Bodos are linguistic communities who settled in Assam. Kachari is known as the sub tribes of the Bodo communities. They settled near the Brahmaputra River and are known as one of the earliest starters of civilization in the state. They were the first to develop rice and rear silkworms in the region.
Bodos aren’t too religious by nature. They are generally calm and hospitable tribes and do not involve themselves into aggressive and unruly behaviours. They are peace loving tribes and have great respect and reverence for nature. In fact they worship Mother Nature and pray to Earth.

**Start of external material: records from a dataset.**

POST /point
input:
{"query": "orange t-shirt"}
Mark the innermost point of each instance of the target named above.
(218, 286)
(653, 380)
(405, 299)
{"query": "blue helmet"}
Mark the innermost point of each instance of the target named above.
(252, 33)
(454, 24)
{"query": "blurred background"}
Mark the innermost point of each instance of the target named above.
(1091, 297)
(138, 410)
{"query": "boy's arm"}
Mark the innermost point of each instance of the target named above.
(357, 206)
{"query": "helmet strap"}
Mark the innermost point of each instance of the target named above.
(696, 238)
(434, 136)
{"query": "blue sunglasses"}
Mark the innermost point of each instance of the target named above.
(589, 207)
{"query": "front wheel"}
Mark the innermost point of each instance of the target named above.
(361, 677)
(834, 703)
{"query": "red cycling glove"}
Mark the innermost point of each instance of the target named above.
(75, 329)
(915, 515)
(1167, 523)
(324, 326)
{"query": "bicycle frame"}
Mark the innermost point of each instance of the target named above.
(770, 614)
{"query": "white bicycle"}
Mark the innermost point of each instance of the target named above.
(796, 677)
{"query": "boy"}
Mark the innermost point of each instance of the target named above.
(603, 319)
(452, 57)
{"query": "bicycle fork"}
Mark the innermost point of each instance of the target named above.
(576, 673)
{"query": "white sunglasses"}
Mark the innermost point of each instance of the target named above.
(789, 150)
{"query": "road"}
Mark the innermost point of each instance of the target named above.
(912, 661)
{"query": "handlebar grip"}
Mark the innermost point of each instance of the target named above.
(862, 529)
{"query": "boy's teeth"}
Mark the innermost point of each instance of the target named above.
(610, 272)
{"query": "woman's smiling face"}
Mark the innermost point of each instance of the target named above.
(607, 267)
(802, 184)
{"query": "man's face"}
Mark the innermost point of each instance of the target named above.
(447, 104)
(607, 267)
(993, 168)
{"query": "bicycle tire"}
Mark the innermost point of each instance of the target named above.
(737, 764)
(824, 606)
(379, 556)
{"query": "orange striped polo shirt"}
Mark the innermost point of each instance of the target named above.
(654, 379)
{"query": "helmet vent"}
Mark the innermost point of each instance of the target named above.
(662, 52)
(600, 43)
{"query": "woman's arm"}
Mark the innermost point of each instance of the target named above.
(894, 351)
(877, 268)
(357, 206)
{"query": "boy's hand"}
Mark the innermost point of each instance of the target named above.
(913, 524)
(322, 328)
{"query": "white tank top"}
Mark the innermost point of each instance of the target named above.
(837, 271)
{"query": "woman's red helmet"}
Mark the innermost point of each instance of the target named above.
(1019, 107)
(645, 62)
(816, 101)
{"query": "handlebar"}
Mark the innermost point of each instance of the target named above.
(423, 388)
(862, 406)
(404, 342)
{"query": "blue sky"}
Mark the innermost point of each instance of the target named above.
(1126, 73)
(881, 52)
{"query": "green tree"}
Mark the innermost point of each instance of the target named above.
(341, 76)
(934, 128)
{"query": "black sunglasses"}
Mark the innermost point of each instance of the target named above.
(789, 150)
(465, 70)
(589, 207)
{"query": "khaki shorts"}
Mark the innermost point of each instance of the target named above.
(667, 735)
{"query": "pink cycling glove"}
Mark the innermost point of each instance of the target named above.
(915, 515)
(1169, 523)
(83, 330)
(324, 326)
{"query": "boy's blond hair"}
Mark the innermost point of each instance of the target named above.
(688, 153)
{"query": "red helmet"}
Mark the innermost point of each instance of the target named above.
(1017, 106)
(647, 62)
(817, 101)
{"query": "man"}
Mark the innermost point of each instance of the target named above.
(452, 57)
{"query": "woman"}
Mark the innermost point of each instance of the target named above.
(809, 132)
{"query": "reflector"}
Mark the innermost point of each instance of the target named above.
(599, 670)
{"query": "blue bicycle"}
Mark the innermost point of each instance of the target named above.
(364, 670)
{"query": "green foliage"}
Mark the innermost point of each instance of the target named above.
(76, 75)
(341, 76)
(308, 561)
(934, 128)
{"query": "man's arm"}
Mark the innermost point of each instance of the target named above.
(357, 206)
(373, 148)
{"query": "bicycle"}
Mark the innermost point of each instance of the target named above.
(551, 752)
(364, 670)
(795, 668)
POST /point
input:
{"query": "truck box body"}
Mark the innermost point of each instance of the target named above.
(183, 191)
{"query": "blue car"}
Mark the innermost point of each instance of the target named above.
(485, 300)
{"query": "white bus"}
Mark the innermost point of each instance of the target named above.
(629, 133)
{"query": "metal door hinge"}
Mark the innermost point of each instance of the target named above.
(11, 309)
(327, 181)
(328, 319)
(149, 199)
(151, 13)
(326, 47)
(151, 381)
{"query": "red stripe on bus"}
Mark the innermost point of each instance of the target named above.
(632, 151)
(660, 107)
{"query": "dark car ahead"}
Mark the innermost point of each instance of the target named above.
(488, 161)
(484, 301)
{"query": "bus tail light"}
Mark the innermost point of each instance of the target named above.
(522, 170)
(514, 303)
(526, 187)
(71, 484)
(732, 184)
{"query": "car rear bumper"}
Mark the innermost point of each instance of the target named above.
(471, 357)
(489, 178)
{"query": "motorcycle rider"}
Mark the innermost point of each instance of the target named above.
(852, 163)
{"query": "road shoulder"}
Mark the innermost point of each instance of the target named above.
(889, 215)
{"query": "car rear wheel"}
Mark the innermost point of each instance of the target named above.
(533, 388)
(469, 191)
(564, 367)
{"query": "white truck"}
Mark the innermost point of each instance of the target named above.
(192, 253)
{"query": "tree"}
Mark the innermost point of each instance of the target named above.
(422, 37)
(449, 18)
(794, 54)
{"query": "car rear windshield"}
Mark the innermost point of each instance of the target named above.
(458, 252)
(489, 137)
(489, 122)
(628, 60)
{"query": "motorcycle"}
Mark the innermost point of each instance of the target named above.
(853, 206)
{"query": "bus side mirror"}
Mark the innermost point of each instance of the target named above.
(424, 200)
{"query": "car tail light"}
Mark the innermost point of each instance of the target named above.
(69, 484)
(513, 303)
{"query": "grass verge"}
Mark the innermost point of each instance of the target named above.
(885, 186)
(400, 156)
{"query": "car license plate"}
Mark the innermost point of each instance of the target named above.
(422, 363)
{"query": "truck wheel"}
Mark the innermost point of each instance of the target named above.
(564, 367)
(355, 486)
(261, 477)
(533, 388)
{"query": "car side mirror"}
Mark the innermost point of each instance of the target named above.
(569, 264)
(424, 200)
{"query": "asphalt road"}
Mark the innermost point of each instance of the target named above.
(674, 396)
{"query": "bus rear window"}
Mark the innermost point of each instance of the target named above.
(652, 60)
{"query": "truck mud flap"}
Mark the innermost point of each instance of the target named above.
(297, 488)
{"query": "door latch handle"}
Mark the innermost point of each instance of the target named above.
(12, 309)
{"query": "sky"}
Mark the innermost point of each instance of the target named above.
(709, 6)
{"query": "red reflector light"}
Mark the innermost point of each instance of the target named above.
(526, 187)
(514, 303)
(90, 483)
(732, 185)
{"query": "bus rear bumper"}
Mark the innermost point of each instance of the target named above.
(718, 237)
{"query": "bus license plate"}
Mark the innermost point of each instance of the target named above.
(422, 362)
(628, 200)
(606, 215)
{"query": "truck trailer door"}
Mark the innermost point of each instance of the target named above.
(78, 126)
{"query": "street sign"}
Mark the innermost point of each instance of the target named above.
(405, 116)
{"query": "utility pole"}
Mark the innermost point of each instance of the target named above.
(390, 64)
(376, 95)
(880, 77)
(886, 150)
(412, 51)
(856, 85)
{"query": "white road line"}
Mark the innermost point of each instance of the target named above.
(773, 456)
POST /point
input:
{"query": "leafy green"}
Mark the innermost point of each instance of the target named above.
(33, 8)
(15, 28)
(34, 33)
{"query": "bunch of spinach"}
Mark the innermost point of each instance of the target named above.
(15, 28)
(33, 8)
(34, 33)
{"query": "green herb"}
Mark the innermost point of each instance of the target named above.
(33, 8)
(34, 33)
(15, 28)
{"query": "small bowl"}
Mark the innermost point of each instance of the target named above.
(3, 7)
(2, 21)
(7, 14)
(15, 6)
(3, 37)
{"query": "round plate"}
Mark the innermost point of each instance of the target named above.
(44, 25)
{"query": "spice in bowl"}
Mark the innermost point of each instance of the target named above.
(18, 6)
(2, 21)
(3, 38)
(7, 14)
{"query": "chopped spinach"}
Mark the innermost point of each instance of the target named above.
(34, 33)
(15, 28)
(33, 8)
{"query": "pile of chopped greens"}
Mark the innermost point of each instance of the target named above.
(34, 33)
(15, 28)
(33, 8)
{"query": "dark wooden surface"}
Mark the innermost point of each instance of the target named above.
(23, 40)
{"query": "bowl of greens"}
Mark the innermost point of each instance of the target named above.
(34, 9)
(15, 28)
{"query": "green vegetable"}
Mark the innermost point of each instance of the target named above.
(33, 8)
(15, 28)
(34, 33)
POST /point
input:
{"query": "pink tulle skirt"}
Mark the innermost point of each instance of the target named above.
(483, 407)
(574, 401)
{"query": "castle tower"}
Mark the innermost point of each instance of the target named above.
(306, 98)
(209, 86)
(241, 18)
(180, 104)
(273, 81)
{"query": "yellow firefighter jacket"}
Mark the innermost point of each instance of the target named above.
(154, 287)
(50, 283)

Bodos were cut off from the mainland of the country because they were concentrated in regions that isolated them from getting access to education and everyday necessities and resources of human life. So, for a long time they were entrusted to be economically and educationally backward communities in the state.
The Bhutan low areas had many Bodo inhabitants and the government then decided to work for the rehabilitation of the Bodos. Bodoland thus came into existence and was exclusively created for the Bodos. Kokrajhar town is the major concentration area of the Bodo tribals.
Bodos today have changed their ancient practices and came into accepting Hinduism as their religion. They also follow a language called Bathouism. Dowry and other social practices not acceptable by the society are barred amongst the Bodos as well.